ROCHELLE RILEY
Don't miss the bright spots in Detroit's schools
BY ROCHELLE RILEY • FREE PRESS COLUMNIST • December 11, 2008
The teacher stood at a recent community meeting on Detroit's future at Sacred Heart.
But she needed to talk about the present, and to remind us that while we talk about a school district plagued by financial mismanagement, missing textbooks and the feud between the school board and the superintendent, those kids who are forced to attend here, or attend city schools because their parents excelled in them, hear those things.
She said they are affected by them. Still, they find ways to thrive in the pockets they've created where they earn scholarships to Harvard and the University of Michigan.
They hide the pain and embarrassment the criticism brings and focus on their dreams. It's like having a fire go through a town, and everyone focuses on what's burned instead of what's left standing.

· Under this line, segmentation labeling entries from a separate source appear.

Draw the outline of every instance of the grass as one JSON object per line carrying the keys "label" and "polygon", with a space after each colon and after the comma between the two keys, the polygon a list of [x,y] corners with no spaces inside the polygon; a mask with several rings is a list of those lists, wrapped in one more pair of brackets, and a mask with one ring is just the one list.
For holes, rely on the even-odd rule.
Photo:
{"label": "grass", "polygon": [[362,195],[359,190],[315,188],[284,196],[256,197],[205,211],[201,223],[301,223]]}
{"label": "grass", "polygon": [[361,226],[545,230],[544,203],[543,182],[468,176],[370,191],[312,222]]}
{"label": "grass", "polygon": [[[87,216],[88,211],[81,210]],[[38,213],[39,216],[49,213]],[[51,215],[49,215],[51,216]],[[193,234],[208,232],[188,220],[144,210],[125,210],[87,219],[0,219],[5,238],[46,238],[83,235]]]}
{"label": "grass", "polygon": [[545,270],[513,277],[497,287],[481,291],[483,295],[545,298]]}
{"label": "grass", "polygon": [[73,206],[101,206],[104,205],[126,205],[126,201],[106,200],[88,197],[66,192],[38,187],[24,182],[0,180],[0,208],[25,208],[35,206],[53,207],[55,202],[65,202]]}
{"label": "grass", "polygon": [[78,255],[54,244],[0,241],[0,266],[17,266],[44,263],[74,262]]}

So on behalf of that teacher and those thousands of children who make Detroit proud while Detroit looks elsewhere, I plan to write a column about something positive in the city schools for every column I write about the madness. It is not a matter of head-hiding in sand. It is a matter of balance and encouragement.
The parents who care
Today, we focus on the district's greatest hope. It can be found in the parents involved in their children's education, those who help with homework and attend parent-teacher conferences and fight for their children's futures.
Those parents have been maligned for years, lumped in with parents who show up at school only to try to knock a teacher out, or who have no idea that their child must pass standardized tests.
There are just over 90,000 children in the schools, so the numbers say that thousands of children are thriving. Where are their parents -- and can we focus on their kids?
Conversations at the table
The Detroit Parent Network is doing it. It plans to host 300 such parents at its annual breakfast Saturday. But more important, in the coming months, the network will cohost "kitchen-table meetings" in parents' homes to talk.
"Most parents don't give a hot dog about a consent agreement," Sharlonda Buckman, the network's executive director, said Wednesday. "It's important for them to know. But what they really want to know is, 'How is my kid going to get this class?' and 'What's going on with safety?' They don't care who's running the schools. They care. But their needs are more local."
The parent network will send a representative to the meetings to field questions for 30 to 45 minutes and to leave the parents with specific ways to engage the schools about their children and other children.
The first meeting is Dec. 20, and anyone who wants to host a future one should call 313-832-0617 and ask for Buckman -- who will foot the bill for refreshments up to $50.
The conversations that are held at kitchen tables, in boardrooms, in the City Council chambers and in the newsroom will determine what happens with the future of this school district.
It is a conversation that every Detroit parent who cares should join.